C’est pour le mode de validation “proof of work” qu’utilisent Bitcoin et utilisait également Ethereum jusqu’à l’an dernier je crois. Depuis ETH est passé au “proof of stake” comme le dit l’article. Là, l’énergie utilisée est moindre puisque les “mineurs” (ou “validateurs”) bloquent leur monnaie, ce qui leur donne le droit d’être tiré au sort pour valider la transaction. Seul un validateur (tiré au sort) fait le travail de validation, ce qui permet ces fameux 99% d’energie en moins puisque tous les autres ne le font pas. Et le tirage au sort est fait au prorata de la quantité d’ETH bloqués par le validateur (ce qui permet d’etre d’avantage choisi et donc de gagner plus d’argent en en bloquant plus au départ).

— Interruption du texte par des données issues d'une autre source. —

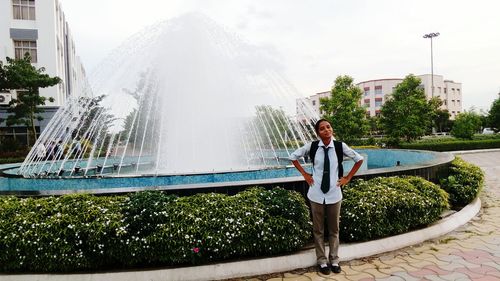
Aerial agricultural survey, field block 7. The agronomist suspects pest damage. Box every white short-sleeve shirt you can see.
[290,139,363,204]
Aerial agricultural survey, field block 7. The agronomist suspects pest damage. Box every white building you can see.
[0,0,91,142]
[297,74,462,119]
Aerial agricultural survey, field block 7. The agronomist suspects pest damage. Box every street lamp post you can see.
[424,32,439,98]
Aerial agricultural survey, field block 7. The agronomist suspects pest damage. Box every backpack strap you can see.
[309,140,344,179]
[309,140,319,165]
[333,140,344,179]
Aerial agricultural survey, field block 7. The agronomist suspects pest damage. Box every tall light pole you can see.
[424,32,439,98]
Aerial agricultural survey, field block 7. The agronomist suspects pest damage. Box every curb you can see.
[0,198,481,281]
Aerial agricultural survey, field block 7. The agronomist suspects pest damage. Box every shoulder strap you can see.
[309,140,319,165]
[333,140,344,178]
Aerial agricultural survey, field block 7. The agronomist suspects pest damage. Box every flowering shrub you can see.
[0,188,311,272]
[340,177,449,241]
[441,157,484,208]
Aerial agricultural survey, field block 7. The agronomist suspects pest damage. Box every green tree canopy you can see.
[488,97,500,130]
[320,75,369,143]
[1,54,61,140]
[380,74,440,141]
[451,111,481,139]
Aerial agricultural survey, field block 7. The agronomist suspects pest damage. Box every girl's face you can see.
[318,121,333,139]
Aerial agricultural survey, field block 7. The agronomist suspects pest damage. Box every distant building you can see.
[297,74,462,119]
[0,0,91,144]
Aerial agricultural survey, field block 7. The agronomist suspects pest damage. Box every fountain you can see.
[0,14,451,194]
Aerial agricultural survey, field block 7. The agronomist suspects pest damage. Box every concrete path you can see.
[239,151,500,281]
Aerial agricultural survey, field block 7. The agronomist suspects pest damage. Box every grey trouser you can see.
[310,201,342,264]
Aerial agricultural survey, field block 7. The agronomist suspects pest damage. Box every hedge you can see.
[0,188,311,272]
[399,138,500,151]
[340,177,449,242]
[440,157,484,209]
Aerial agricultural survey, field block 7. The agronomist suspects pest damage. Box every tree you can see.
[488,97,500,130]
[434,109,451,132]
[0,61,8,91]
[380,74,439,141]
[451,111,481,139]
[2,54,61,140]
[320,75,369,143]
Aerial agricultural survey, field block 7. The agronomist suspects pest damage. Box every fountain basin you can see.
[0,149,454,195]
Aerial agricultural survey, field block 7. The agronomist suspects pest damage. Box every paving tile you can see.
[392,271,422,281]
[418,275,446,281]
[304,272,331,281]
[350,263,375,272]
[408,268,444,278]
[439,272,470,281]
[363,268,390,279]
[486,271,500,280]
[377,276,406,281]
[378,266,406,275]
[346,273,375,281]
[424,265,452,275]
[482,261,500,271]
[283,273,311,281]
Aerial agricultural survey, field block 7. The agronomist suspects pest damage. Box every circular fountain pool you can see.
[0,149,453,195]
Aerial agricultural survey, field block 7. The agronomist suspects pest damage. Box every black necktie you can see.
[321,146,330,193]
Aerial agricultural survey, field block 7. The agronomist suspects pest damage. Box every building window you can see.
[14,40,38,63]
[12,0,36,20]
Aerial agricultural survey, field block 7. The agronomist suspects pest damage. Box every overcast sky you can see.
[61,0,500,110]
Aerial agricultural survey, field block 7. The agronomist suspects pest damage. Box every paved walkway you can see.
[239,151,500,281]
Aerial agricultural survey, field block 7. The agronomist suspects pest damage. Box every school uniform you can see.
[290,139,363,264]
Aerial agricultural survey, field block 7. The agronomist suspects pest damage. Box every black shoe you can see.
[332,264,342,273]
[318,264,330,275]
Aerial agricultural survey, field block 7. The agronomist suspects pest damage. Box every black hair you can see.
[314,119,332,134]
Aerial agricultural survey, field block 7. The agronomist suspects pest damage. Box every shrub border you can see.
[0,198,481,281]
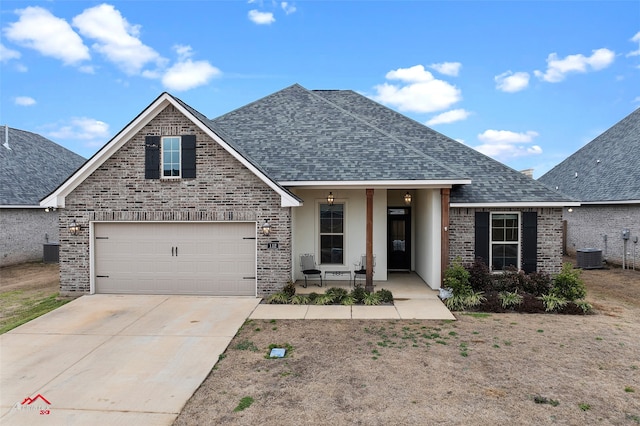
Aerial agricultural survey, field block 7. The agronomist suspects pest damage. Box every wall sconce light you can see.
[327,192,334,206]
[262,220,271,237]
[69,220,80,235]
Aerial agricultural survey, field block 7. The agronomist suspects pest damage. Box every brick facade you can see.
[449,207,562,274]
[59,106,292,296]
[563,204,640,268]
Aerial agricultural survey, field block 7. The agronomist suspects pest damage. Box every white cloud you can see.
[534,48,615,83]
[429,62,462,77]
[73,4,164,75]
[280,1,297,15]
[372,65,462,113]
[15,96,36,106]
[249,9,276,25]
[4,6,91,65]
[0,43,21,62]
[426,109,471,126]
[627,31,640,57]
[494,71,529,93]
[47,117,109,146]
[162,45,222,91]
[474,130,542,160]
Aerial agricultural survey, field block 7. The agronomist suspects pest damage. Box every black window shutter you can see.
[476,212,491,269]
[144,136,160,179]
[522,212,538,274]
[182,135,196,179]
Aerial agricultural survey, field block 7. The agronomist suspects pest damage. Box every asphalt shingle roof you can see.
[212,85,571,203]
[0,126,85,206]
[539,108,640,202]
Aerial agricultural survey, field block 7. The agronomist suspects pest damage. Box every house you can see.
[41,84,575,296]
[539,108,640,265]
[0,126,85,266]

Et pourtant, meme si c’est contre intuitif, sachez que la Preuve de Travail [Proof of Work] du reseau Bitcoin aide a la transition energetique.
1. Consommation annuelle d’energie dans le monde = 160,000 Terrawatts/hours ; Consommation annuelle du reseau Bitcoin = 220 Terrawatts/hours (ce qui represente donc 0.14% de la consommation annuelle d’energie dans le monde). Les seches linges consomment plus que le reseau Bitcoin
2. Le reseau Bitcoin utilise actuellement 60% d’energies renouvelables. Comme les mineurs cherchent a utiliser les sources d’energie les moins cheres, c’est vers le renouvelable qu’ils se tournent, et ils accelerent le developpement de leur infrastructures.

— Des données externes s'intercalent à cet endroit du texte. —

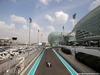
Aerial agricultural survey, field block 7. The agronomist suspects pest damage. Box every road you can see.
[35,49,71,75]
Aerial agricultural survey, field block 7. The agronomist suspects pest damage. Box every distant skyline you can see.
[0,0,100,43]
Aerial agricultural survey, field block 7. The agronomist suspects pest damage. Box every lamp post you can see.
[28,18,32,55]
[62,26,64,45]
[29,18,32,46]
[73,13,76,54]
[12,36,17,75]
[37,30,40,44]
[41,34,43,43]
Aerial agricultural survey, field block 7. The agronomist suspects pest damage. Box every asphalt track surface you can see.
[35,49,71,75]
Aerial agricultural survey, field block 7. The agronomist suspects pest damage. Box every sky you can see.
[0,0,100,43]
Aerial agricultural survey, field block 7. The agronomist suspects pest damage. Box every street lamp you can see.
[73,13,76,54]
[12,36,17,47]
[29,18,32,46]
[41,34,43,43]
[62,26,64,45]
[37,30,40,44]
[12,36,17,75]
[28,18,32,55]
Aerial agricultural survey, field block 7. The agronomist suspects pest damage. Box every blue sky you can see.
[0,0,100,43]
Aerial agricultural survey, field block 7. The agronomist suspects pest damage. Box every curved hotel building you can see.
[48,5,100,46]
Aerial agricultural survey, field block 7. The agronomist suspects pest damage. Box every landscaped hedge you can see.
[61,48,71,54]
[75,52,100,73]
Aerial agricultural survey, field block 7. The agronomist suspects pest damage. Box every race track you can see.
[35,49,71,75]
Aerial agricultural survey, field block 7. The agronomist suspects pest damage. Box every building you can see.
[68,5,100,46]
[48,5,100,46]
[48,32,68,45]
[0,38,12,46]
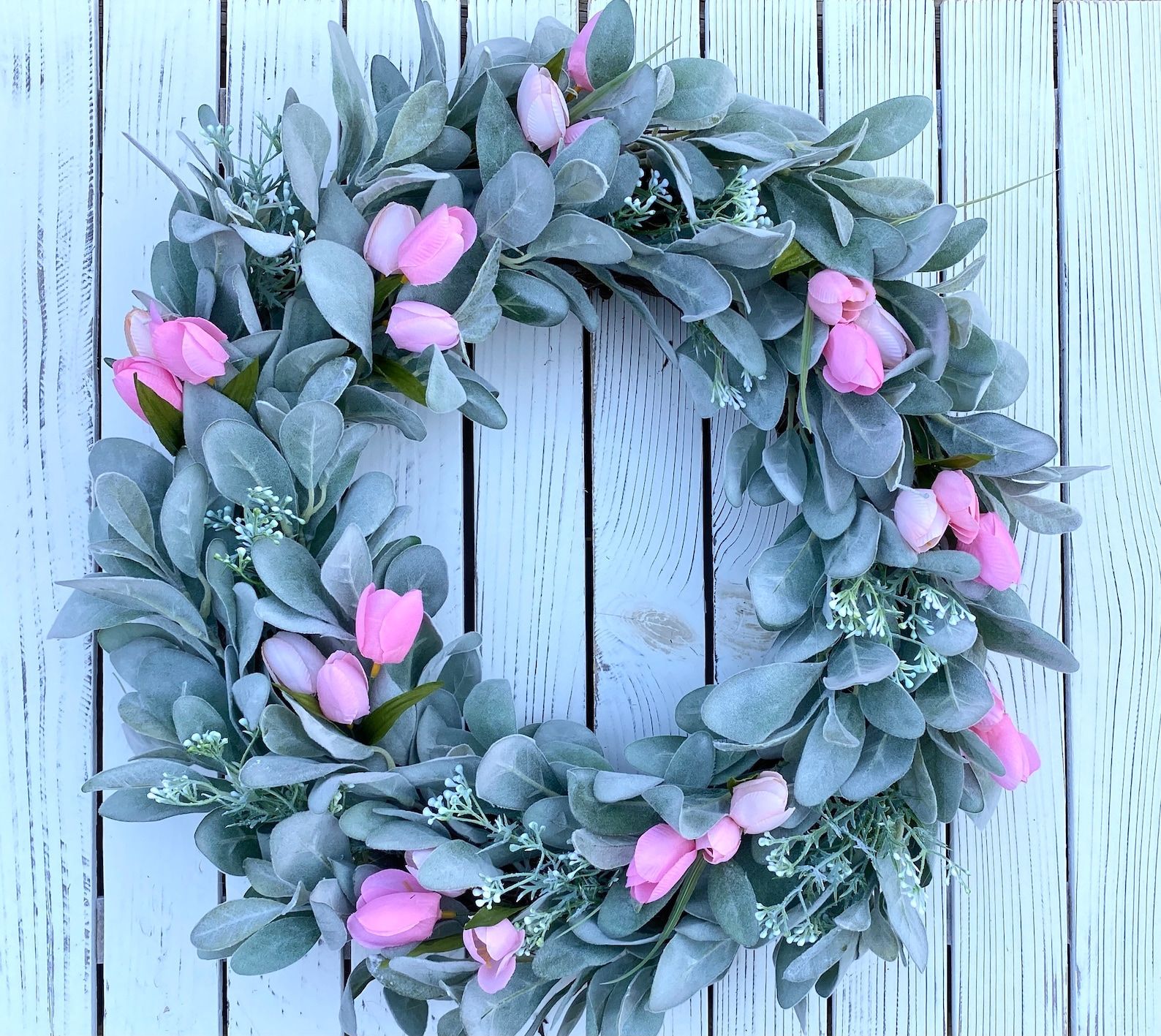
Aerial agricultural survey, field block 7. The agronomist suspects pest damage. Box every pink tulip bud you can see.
[398,205,476,284]
[262,632,326,695]
[464,918,523,994]
[972,679,1040,791]
[355,583,424,665]
[314,651,371,724]
[565,10,600,89]
[822,324,882,396]
[695,817,742,863]
[931,468,980,543]
[855,302,915,371]
[387,300,460,353]
[548,115,605,162]
[403,849,468,899]
[113,357,181,420]
[624,823,697,902]
[515,65,569,151]
[154,317,230,385]
[895,488,948,554]
[347,870,440,950]
[729,770,794,835]
[126,309,160,357]
[363,201,419,275]
[806,270,874,325]
[958,513,1019,590]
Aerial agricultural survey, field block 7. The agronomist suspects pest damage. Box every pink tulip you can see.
[403,849,468,899]
[387,300,460,353]
[126,309,160,357]
[958,513,1019,590]
[895,488,948,554]
[314,651,371,724]
[695,817,742,863]
[931,469,980,543]
[262,633,326,695]
[394,205,476,284]
[548,115,605,162]
[355,583,424,673]
[822,324,882,396]
[154,317,230,385]
[972,679,1040,791]
[806,270,874,325]
[347,870,440,950]
[113,357,181,420]
[565,10,600,89]
[855,302,915,371]
[515,65,569,151]
[624,823,697,902]
[464,918,523,994]
[363,201,419,275]
[729,770,794,835]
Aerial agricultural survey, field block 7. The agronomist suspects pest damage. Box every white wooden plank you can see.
[0,0,97,1036]
[940,0,1068,1036]
[822,0,948,1036]
[1058,2,1161,1034]
[468,0,588,721]
[705,0,827,1036]
[101,0,221,1036]
[227,0,342,1036]
[347,0,464,638]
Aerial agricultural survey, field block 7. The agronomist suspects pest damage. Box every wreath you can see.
[53,0,1084,1036]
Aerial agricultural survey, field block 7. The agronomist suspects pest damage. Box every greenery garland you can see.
[53,0,1082,1036]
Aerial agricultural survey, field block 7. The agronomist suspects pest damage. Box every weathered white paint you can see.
[0,0,1161,1036]
[100,0,222,1036]
[0,0,97,1036]
[942,0,1067,1036]
[225,0,342,1036]
[1058,2,1161,1036]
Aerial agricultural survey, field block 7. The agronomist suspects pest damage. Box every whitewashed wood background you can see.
[0,0,1161,1036]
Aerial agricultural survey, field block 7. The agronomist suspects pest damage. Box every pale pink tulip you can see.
[113,357,181,420]
[355,583,424,671]
[695,817,742,863]
[972,679,1040,791]
[314,651,371,724]
[822,324,882,396]
[394,205,476,284]
[958,511,1019,590]
[806,270,874,324]
[262,632,326,695]
[624,823,697,902]
[895,488,948,554]
[152,317,230,385]
[931,468,980,543]
[347,870,440,950]
[387,300,460,353]
[855,302,915,371]
[565,10,600,89]
[363,201,419,275]
[464,918,523,994]
[515,65,569,151]
[729,770,794,835]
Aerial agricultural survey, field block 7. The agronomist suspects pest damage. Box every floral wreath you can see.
[53,0,1086,1036]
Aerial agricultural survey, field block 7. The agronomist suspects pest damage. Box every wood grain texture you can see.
[347,0,464,639]
[1058,2,1161,1036]
[227,0,342,1036]
[940,0,1063,1036]
[100,0,222,1036]
[705,0,827,1036]
[0,0,97,1036]
[468,0,588,721]
[822,0,948,1036]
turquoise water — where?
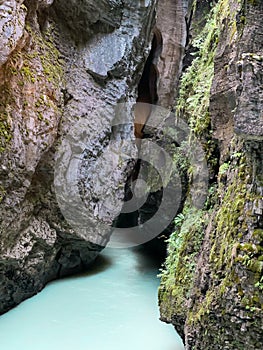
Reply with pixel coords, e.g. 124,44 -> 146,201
0,248 -> 183,350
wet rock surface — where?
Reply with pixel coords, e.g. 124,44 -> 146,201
0,0 -> 156,312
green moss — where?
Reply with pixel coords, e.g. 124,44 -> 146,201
159,207 -> 207,317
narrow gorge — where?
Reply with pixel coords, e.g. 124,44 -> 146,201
0,0 -> 263,350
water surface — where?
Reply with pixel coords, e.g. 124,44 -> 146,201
0,248 -> 183,350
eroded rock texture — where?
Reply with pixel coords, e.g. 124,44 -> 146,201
0,0 -> 156,312
159,0 -> 263,350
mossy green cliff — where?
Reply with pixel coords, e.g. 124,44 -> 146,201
159,0 -> 263,350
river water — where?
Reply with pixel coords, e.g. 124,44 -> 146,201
0,247 -> 184,350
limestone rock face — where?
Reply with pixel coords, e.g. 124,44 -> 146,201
0,0 -> 156,312
0,0 -> 26,66
159,0 -> 263,350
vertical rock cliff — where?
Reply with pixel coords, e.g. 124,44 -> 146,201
159,0 -> 263,350
0,0 -> 159,312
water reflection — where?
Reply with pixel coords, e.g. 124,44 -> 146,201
0,248 -> 183,350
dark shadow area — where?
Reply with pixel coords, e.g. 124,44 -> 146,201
56,255 -> 113,283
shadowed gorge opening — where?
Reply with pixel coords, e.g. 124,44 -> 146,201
134,28 -> 163,139
114,28 -> 163,255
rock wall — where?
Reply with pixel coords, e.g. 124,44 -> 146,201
159,0 -> 263,350
0,0 -> 156,312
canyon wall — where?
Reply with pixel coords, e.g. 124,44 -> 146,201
159,0 -> 263,350
0,0 -> 159,312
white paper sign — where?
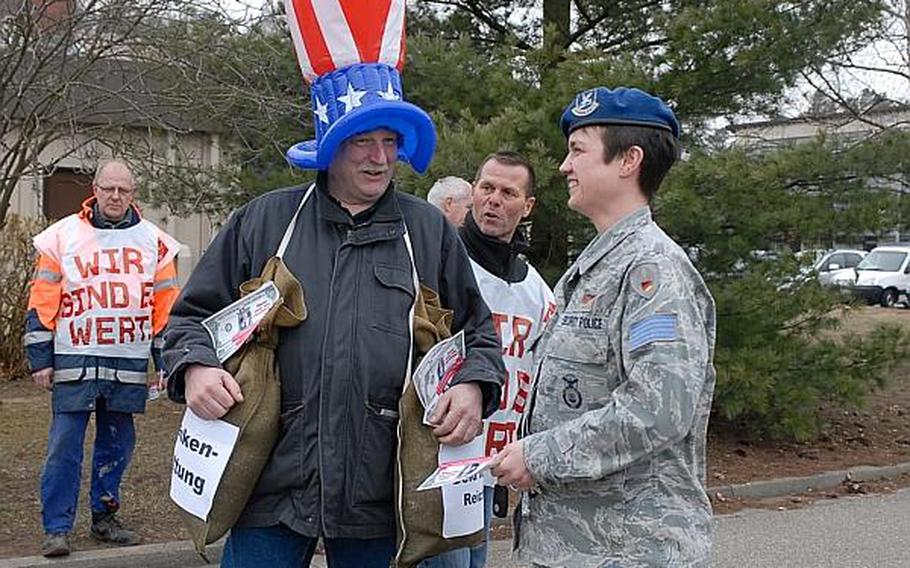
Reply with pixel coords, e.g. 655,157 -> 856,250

3. Les mineurs deviennent partenaires des reseaux electriques existants. L’industrie du minage de BTC est la plus flexible car elle peut reduire en un instant sa consommation, pour augmenter la capacite des reseaux electriques en cas de besoin. Elle renforce les reseaux electriques.
4. Les mineurs retire plusieurs milliers de tonnes de eCO2 en valorisant les déchets de méthane.